Analisi 28 maggio

Serie A, non esiste pazienza: gli allenatori durano pochissimo

La Serie A come la Ligue 1: sono i campionati con meno pazienza verso gli allenatori
Niccolò Di Leo

La Serie A come la Ligue 1: sono i campionati con meno pazienza verso gli allenatori

Solo un anno fa undici squadre cambiavano il proprio allenatore. In Italia si parlava di rivoluzione generale, di società pronte a iniziare nuovi cicli e a mergere o riemergere per lanciarsi verso un roseo futuro. Parole che per molte di queste son rimaste tali. Viene in mente il Milan e il progetto Fonseca, fallito già a dicembre, così come quello della Juve e di Thiago Motta, pronto a riportare la Vecchia Signora in cima alla classifica, ma che a marzo ha fatto le valige e ha lasciato Vinovo.

Per non parlare della Lazio di Baroni, che dopo un girone d’andata mozzafiato, in quello di ritorno è crollata vertiginosamente ed è finita fuori dall’Europa. A questi si aggiungono situazioni in bilico come quella di Antonio Conte che, nonostante la vittoria dello Scudetto sarebbe pronto a salutare dopo un solo anno, e di Vanoli che Cairo ha deciso di mandar via dopo una sola, e sufficiente, stagione in Granata.

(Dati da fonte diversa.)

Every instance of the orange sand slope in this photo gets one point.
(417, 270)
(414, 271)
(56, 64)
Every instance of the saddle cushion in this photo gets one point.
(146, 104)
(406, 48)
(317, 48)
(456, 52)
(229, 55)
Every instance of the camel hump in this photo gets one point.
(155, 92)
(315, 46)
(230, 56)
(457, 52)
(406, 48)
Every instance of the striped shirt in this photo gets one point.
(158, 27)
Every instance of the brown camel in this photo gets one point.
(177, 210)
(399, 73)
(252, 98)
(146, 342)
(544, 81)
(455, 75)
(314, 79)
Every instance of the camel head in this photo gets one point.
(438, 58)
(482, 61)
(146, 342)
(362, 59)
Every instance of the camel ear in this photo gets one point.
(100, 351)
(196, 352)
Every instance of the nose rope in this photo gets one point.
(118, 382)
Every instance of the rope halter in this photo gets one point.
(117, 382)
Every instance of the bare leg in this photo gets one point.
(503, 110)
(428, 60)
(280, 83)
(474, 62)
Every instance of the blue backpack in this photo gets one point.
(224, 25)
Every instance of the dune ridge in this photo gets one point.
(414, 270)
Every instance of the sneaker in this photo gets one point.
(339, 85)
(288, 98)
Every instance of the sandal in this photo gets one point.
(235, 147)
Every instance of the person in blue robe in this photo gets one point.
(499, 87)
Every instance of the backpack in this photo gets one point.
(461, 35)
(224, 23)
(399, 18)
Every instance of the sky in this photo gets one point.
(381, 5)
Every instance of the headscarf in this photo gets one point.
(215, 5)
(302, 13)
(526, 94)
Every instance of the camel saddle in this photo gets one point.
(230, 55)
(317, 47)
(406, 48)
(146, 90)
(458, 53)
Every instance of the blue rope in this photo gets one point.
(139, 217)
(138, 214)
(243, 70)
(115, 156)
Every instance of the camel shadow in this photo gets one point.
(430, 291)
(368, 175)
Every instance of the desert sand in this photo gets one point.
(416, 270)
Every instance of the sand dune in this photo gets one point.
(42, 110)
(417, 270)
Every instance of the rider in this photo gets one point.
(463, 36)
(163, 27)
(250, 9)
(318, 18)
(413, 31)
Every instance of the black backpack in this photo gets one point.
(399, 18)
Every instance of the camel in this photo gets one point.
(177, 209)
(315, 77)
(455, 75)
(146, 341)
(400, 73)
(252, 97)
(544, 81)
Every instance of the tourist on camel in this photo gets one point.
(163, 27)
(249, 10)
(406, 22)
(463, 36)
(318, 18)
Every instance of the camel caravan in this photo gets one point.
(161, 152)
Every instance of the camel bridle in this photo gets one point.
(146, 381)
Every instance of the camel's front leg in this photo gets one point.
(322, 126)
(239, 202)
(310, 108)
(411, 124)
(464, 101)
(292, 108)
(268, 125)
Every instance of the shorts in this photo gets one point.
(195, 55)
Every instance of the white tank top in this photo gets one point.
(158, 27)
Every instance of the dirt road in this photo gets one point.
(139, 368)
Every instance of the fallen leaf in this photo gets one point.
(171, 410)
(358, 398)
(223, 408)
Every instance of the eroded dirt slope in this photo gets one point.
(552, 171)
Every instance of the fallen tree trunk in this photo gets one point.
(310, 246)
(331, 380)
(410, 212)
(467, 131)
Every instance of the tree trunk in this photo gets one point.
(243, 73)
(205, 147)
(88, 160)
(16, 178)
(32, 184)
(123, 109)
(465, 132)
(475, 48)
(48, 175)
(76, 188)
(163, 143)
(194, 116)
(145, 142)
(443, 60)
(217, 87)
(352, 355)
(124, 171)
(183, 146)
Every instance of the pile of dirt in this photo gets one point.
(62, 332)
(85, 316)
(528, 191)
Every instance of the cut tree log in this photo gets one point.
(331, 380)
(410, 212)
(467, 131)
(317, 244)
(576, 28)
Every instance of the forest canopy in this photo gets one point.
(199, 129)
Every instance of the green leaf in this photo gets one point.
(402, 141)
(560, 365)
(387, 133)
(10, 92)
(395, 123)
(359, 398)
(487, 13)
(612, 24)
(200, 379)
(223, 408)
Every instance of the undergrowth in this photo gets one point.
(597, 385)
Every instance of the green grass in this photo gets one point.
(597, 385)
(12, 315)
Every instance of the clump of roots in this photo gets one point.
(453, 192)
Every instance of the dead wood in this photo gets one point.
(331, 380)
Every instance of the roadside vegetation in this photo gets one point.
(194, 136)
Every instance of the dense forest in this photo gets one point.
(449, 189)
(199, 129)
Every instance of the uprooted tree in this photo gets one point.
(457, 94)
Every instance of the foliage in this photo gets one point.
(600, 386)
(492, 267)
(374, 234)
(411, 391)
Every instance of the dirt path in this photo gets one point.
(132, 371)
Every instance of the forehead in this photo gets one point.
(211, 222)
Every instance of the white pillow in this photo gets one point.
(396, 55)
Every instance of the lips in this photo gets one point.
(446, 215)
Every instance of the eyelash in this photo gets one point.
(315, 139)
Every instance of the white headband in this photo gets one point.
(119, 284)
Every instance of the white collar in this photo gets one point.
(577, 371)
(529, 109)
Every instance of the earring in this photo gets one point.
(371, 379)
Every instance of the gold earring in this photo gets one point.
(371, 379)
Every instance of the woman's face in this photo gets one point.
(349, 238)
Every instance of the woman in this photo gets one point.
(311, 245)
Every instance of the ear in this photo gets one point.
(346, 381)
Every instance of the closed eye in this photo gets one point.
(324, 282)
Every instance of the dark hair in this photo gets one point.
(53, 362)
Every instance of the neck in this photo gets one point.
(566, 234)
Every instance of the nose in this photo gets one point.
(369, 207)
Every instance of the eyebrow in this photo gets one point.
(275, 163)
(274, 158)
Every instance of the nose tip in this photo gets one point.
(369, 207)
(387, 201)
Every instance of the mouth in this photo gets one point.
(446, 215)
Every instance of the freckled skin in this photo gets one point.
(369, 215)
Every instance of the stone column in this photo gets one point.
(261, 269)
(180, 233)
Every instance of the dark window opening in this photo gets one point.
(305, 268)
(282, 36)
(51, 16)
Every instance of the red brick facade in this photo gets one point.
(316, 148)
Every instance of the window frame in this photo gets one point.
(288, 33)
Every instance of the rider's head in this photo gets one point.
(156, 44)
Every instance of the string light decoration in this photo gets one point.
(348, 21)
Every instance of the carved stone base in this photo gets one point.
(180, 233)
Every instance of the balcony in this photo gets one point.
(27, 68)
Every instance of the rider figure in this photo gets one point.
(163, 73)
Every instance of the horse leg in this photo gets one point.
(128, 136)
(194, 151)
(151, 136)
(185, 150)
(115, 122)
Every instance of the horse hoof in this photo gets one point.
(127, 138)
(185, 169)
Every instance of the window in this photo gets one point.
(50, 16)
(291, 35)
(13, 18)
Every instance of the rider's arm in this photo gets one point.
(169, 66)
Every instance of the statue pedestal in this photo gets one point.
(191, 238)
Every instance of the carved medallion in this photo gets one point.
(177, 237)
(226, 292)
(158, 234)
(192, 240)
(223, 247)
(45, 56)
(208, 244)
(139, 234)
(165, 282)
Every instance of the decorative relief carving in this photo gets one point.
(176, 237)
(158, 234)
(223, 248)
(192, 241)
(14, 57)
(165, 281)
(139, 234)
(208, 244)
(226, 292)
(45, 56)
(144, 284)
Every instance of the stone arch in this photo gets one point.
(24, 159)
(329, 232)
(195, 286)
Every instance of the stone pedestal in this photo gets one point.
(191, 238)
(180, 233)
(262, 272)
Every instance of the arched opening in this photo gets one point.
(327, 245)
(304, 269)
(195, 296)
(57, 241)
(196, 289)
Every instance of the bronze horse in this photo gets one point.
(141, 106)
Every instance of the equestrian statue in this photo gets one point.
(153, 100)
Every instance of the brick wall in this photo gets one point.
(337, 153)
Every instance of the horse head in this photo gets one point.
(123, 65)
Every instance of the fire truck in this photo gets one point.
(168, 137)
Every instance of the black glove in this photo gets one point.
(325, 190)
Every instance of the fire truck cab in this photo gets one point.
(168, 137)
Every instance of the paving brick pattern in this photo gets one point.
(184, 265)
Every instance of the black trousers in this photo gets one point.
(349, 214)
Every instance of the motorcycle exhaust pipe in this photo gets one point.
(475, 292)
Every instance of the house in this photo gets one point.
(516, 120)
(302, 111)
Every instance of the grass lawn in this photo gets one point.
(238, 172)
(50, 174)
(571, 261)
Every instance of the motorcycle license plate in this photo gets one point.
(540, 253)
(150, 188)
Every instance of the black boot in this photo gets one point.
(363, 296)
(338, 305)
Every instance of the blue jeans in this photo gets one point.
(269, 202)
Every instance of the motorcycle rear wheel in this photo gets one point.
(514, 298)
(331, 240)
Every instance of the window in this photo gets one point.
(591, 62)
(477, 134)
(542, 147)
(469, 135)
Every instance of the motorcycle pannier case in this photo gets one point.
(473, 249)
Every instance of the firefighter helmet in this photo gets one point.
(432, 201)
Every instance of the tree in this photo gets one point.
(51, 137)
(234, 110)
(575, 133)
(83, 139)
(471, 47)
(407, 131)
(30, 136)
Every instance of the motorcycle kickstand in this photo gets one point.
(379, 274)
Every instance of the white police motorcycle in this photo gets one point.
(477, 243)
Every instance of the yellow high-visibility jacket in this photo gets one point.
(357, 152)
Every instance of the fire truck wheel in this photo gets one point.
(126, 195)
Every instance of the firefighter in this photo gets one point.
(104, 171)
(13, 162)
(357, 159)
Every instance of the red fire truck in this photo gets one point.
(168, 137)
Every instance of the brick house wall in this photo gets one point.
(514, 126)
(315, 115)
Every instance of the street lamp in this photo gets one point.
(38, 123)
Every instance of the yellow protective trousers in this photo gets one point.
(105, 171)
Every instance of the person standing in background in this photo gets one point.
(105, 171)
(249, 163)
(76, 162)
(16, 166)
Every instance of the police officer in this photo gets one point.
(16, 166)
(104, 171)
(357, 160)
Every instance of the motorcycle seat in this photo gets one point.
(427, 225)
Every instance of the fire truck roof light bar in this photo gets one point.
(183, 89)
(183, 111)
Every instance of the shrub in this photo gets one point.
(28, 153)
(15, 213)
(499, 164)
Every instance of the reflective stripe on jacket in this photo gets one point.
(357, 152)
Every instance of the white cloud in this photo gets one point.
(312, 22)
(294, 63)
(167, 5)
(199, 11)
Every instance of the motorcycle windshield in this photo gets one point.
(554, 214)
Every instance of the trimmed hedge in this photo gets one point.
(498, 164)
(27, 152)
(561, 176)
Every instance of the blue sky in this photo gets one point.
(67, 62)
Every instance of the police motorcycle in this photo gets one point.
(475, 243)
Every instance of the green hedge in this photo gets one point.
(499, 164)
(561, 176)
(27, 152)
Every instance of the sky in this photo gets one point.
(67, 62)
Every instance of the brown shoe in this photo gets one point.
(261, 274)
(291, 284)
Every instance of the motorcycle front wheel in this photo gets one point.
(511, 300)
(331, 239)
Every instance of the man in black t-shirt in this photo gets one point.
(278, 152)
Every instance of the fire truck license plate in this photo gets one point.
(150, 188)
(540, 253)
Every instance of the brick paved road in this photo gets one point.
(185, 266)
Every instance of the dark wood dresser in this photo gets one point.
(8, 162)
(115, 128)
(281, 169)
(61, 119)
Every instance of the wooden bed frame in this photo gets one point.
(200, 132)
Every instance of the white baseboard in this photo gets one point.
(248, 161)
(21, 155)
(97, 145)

In Serie A è tutto o subito

Muta ancora il contesto italiano e a distanza di un anno è pronta un’altra rivoluzione. Saranno almeno otto le squadre che sono propense a cambiare allenatore, confermando una tendenza che caratterizza il campionato di Serie A più di tutti gli altri in Europa: la scarsa predisposizione a dare a un allenatore il tempo necessario per incidere sulla rosa a disposizione. Secondo un rapporto dell’osservatorio calcistico CIES, tra i top 5 campionati europei la Serie A è il secondo con la permanenza media più bassa di un allenatore in panchina: 392 giorni, appena sopra la Ligue 1 con 359 giorni.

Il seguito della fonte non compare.